Tiens, faudrait que je fasse une extension de navigateur qui remplace toutes les occurrences de “startup” par “entreprise gérée à l’arrache”.



Mais en dehors des travers qu’on une majorité d’entreprises dans le numérique, ce que je retiens de cet article, c’est surtout toutes les réponses apportées, qui sont toute dans le mode : “mais non, en fait ça va”.

Aucune des réponses ne contient un aveu d’un échec. Et c’est précisément ça qui me met en rogne, parce que ça veut dire que rien ne va changer.

Pensez à dire de temps en temps : “oui, là, on a grave merdé. On va s’améliorer.”

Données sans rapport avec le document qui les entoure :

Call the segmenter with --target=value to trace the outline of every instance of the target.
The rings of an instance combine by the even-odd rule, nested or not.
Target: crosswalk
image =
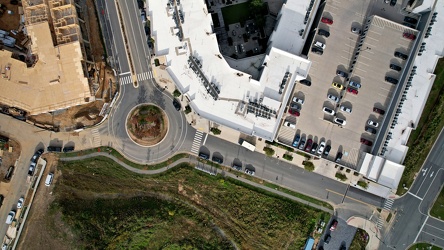
[[[93,136],[92,138],[92,144],[94,147],[100,147],[102,146],[102,141],[100,140],[100,133],[98,128],[91,129],[91,134]]]
[[[390,211],[390,209],[392,209],[393,202],[394,202],[394,200],[392,200],[392,199],[385,199],[385,201],[384,201],[384,209]]]
[[[137,81],[145,81],[145,80],[151,79],[151,78],[153,78],[153,72],[148,71],[148,72],[137,74],[136,78],[137,78]],[[120,80],[120,85],[132,84],[134,81],[132,75],[120,76],[119,80]]]
[[[376,226],[378,227],[378,229],[382,229],[382,226],[384,226],[384,218],[382,218],[382,216],[379,216]]]
[[[194,140],[193,144],[191,145],[191,152],[194,154],[199,153],[200,149],[200,142],[202,141],[203,132],[196,130],[196,133],[194,134]]]

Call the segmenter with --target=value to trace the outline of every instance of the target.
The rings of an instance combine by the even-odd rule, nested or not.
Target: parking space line
[[[339,196],[341,196],[341,197],[344,196],[344,194],[338,193],[338,192],[333,191],[333,190],[330,190],[330,189],[328,189],[328,188],[326,188],[325,190],[328,191],[329,193],[337,194],[337,195],[339,195]],[[346,196],[345,198],[346,198],[346,199],[353,200],[353,201],[356,201],[356,202],[359,202],[359,203],[362,203],[362,204],[367,205],[367,206],[370,206],[370,207],[375,207],[374,205],[372,205],[372,204],[370,204],[370,203],[360,201],[360,200],[355,199],[355,198],[352,198],[352,197],[350,197],[350,196]]]

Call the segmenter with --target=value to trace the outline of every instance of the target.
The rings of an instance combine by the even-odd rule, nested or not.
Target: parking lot
[[[390,6],[382,0],[327,2],[323,17],[333,23],[328,24],[328,20],[319,22],[318,29],[328,31],[330,35],[317,34],[314,37],[313,43],[319,42],[318,46],[325,47],[322,55],[312,52],[308,55],[312,61],[308,79],[312,84],[296,84],[293,96],[303,99],[304,103],[299,104],[296,128],[283,126],[279,131],[280,142],[291,145],[295,134],[317,143],[326,141],[331,145],[328,159],[335,160],[337,153],[342,152],[339,163],[350,168],[356,168],[360,156],[370,152],[379,124],[384,119],[383,115],[373,112],[373,108],[386,110],[398,86],[385,78],[400,79],[404,69],[405,60],[395,57],[394,53],[409,55],[414,40],[403,37],[403,34],[416,35],[414,29],[389,21],[402,23],[404,17],[400,14],[399,4]],[[391,69],[391,64],[401,69],[395,66]],[[347,75],[339,76],[337,70]],[[351,81],[360,86],[355,85],[349,91]],[[338,85],[335,87],[332,83]],[[330,100],[328,94],[340,100]],[[324,107],[332,110],[334,115],[328,114],[333,113],[328,110],[324,112]],[[346,109],[348,112],[344,111]],[[294,119],[287,115],[284,120]],[[344,124],[335,123],[335,118],[342,119]]]

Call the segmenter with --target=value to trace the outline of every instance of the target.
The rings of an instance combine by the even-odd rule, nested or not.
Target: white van
[[[53,177],[54,173],[49,173],[48,176],[46,176],[45,186],[49,187],[51,185]]]
[[[325,49],[325,44],[324,43],[321,43],[321,42],[319,42],[319,41],[316,41],[315,43],[314,43],[314,46],[316,46],[316,47],[318,47],[318,48],[321,48],[321,49]]]
[[[15,219],[15,211],[11,210],[8,216],[6,217],[6,224],[8,225],[12,224],[12,221],[14,221],[14,219]]]
[[[292,123],[292,122],[289,122],[289,121],[284,122],[284,126],[285,127],[290,127],[290,128],[296,128],[296,124]]]

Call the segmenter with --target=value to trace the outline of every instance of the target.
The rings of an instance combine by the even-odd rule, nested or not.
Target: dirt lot
[[[0,4],[4,4],[7,10],[12,10],[13,14],[8,14],[7,11],[0,17],[0,29],[10,32],[19,27],[20,15],[18,12],[18,5],[10,4],[10,0],[0,0]]]
[[[42,157],[47,160],[46,170],[34,197],[17,249],[70,249],[69,246],[75,246],[73,234],[69,227],[63,224],[61,214],[46,216],[51,213],[49,204],[54,200],[52,189],[59,175],[56,168],[57,158],[54,154],[45,154]],[[44,182],[49,172],[54,172],[55,175],[53,184],[48,188]],[[29,198],[26,199],[26,203]]]
[[[12,152],[9,152],[11,150]],[[21,152],[20,144],[18,142],[9,139],[8,143],[0,144],[0,157],[2,158],[2,163],[0,166],[0,190],[2,192],[5,190],[4,183],[9,182],[4,179],[6,171],[9,166],[14,166],[15,161],[19,158]]]
[[[59,127],[61,131],[71,131],[98,123],[102,119],[99,116],[102,106],[103,101],[94,101],[64,111],[57,111],[54,115],[46,113],[30,116],[28,120],[37,125],[53,125]]]
[[[103,61],[102,56],[105,54],[105,50],[103,49],[102,39],[100,37],[99,20],[97,19],[97,13],[93,0],[86,0],[86,6],[88,7],[88,25],[92,54],[94,61],[100,62]]]

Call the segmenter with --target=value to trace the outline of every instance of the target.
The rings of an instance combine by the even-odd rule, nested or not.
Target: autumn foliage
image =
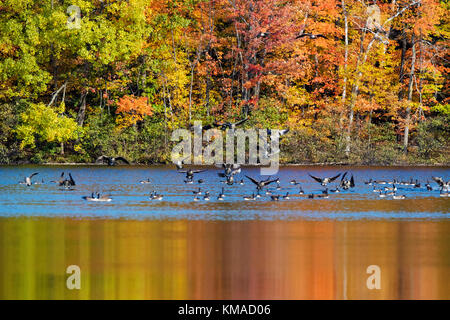
[[[72,2],[1,8],[0,161],[39,152],[30,110],[64,104],[77,138],[45,147],[73,161],[165,161],[171,130],[248,117],[291,129],[286,162],[448,162],[448,1]]]
[[[119,127],[129,127],[152,115],[152,107],[146,97],[123,96],[117,102],[116,122]]]

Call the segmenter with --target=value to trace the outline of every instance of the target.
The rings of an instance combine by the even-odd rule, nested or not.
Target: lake
[[[73,190],[50,183],[62,171]],[[308,173],[345,171],[355,188],[305,196],[323,190]],[[33,172],[43,184],[18,183]],[[243,168],[244,185],[223,184],[218,172],[185,184],[173,166],[0,166],[0,298],[450,299],[450,198],[431,178],[450,180],[449,167],[286,166],[281,189],[268,188],[289,192],[280,201],[243,199],[255,191],[244,174],[262,179],[259,168]],[[411,178],[421,187],[397,185],[402,200],[364,183]],[[199,187],[210,201],[193,201]],[[151,200],[153,190],[164,198]],[[92,192],[112,201],[82,199]],[[80,290],[66,287],[70,265]],[[374,265],[380,289],[367,286]]]

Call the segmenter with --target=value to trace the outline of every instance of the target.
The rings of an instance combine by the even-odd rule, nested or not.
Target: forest
[[[0,163],[167,163],[174,129],[248,118],[283,163],[448,165],[449,9],[0,0]]]

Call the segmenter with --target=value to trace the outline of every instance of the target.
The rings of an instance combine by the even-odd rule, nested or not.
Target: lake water
[[[62,171],[73,190],[49,182]],[[289,183],[320,194],[308,172],[345,171],[356,187],[328,199]],[[33,172],[44,184],[18,183]],[[245,184],[234,186],[217,172],[185,184],[172,166],[0,166],[0,298],[450,299],[450,198],[431,179],[450,180],[450,168],[283,167],[281,190],[269,189],[291,199],[279,202],[243,199],[255,190],[243,174],[259,179],[258,168],[243,168]],[[370,178],[413,178],[421,188],[398,186],[406,199],[381,199],[364,184]],[[198,187],[210,201],[193,201]],[[163,200],[150,200],[153,190]],[[112,201],[82,199],[92,192]],[[81,269],[80,290],[66,288],[69,265]],[[366,285],[371,265],[380,289]]]

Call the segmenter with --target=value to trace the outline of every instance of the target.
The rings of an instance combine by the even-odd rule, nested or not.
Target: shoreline
[[[142,164],[133,163],[130,165],[115,165],[115,167],[159,167],[159,166],[172,166],[172,163],[152,163],[152,164]],[[95,167],[108,167],[106,164],[102,163],[85,163],[85,162],[45,162],[45,163],[4,163],[0,164],[0,167],[7,166],[95,166]],[[214,165],[199,165],[190,164],[194,167],[214,167]],[[260,167],[261,165],[251,165],[243,164],[243,167]],[[351,164],[351,163],[280,163],[279,167],[449,167],[450,163],[437,163],[437,164],[409,164],[409,163],[393,163],[393,164]]]

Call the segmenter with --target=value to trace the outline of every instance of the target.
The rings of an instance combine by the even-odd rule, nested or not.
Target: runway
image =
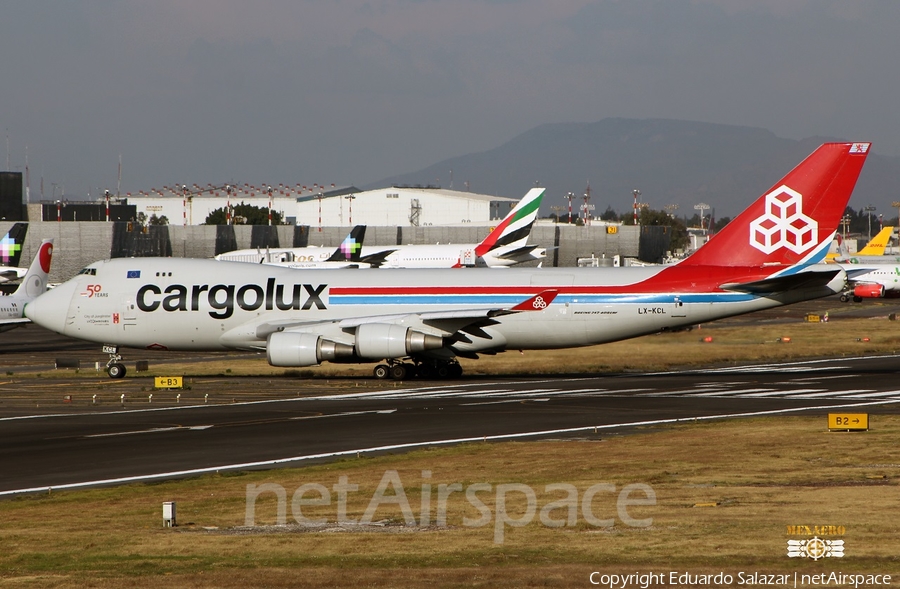
[[[465,441],[596,439],[683,420],[838,409],[894,413],[898,368],[900,359],[867,357],[653,374],[410,381],[390,390],[245,403],[16,415],[0,419],[0,495]]]

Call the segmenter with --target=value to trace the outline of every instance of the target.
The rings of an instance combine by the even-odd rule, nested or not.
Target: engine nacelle
[[[853,287],[853,296],[862,299],[880,299],[884,296],[883,284],[859,284]]]
[[[370,360],[402,358],[444,346],[439,335],[422,333],[402,325],[363,323],[356,328],[356,355]]]
[[[353,356],[353,346],[322,339],[312,333],[277,331],[269,335],[266,358],[272,366],[315,366],[326,360]]]

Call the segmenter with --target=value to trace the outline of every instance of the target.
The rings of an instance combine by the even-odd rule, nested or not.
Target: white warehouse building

C’est normal d’avoir des problèmes. C’est pas normal de les cacher sous le tapis.








manhack a écrit :



Euh, non : NXI m’avait demandé de fact-checker cette histoire d’index daté, ça faisait 50 000 signes, d’où le fait d’en avoir fait 2 articles (qui ont donc contribué à corriger des bugs); puis est arrivé ce mémo, que Le Canard a publié hier (je n’y suis pour rien), et que j’ai donc aussi tenté de vérifier, et de contextualisé (et pour le coup, il n’est pas “négatif” non plus : la direction demande de faire remonter les doléances, pour pouvoir y faire face et y répondre…)





Donc tu ne vois meme pas ce que tes 2 articles peuvent avoir de negatif en terme d’image ?

Sérieusement ?



« On a un index, mais pas mal de salariés se fient à la presse&nbsp;»

C’est beau quand l’entreprise est mise face à ses erreurs… mais les ignore. Une des grosses erreurs ne serait-elle pas de mieux communiquer avec ses employés, afin qu’ils ne se fient pas à la presse? ou bien il n’ont pas CONFIANCE en la com’ ?








carbier a écrit :



Tu sais ce qui est bien chez NXi ?

C’est qu’on a accès aux profils et à l’historique de tout le monde.

Tu as créé ton compte en 2017 depuis tu n’as posté que 12 commentaires:

11 contre Qwant

avec au passage une petite pub pour ta propre boite (concurrente évidemment)



C’est toi l’ex ingénieur remercié par Qwant dont tu parles ?





Bon à savoir ça, je savais pas qu’on avait ces infos sur le site :)



Comme la plupart des grosses boîtes en France au final… Au moins ils se seront servi du buzz de ce leak pour négocier des augmentations.








manhack a écrit :





  • @carbier

     Pour expliquer ce pourquoi 31% des personnes interrogées, fin mai, déploraient “l’absence d’index”, par ex ?

    Pour contextualiser ce que Le Canard Enchaîné avait publié hier, aussi, et challenger le fait que d’après Eric Léandri, cité dans le Canard, “tout va bien”, mais que d’après le délégué du personnel, de nombreuses demandes auraient donc été satisfaites



    Je ne sais pas où tu as vu 31%, moi je lis



    Quatorze d’entre eux déplorent ainsi « l’absence d’index »



    14 sur 130140 cela ne fait pas 31% pour moi (à moins que j’ai mal lu)



    Après je ne vais pas paraphraser les réponses, mais dans une entreprise les postes ne sont pas tous techniques et tout le monde ne travaille pas sur tout. Donc tu peux avoir des remontées sur de faux problèmes créés par un manque de com’ interne (c’est ce qu’on a eu chez nous aussi).



    Quant au reste de ton post, quand nous avons fait cette démarche il y a 3 ans, c’était aussi avant un séminaire interne afin de tout mettre à plat. Ce type de questionnaire nous avait été recommandé par les RH car étant anonyme il permettait de remonter des problèmes dont certaines personnes n’auraient jamais osé parler en face, mais aussi de remonter des problèmes non réels car tenant plus de la personnalité de certains. Le but étant de pouvoir trier le très important du reste dans ce genre d’enquête.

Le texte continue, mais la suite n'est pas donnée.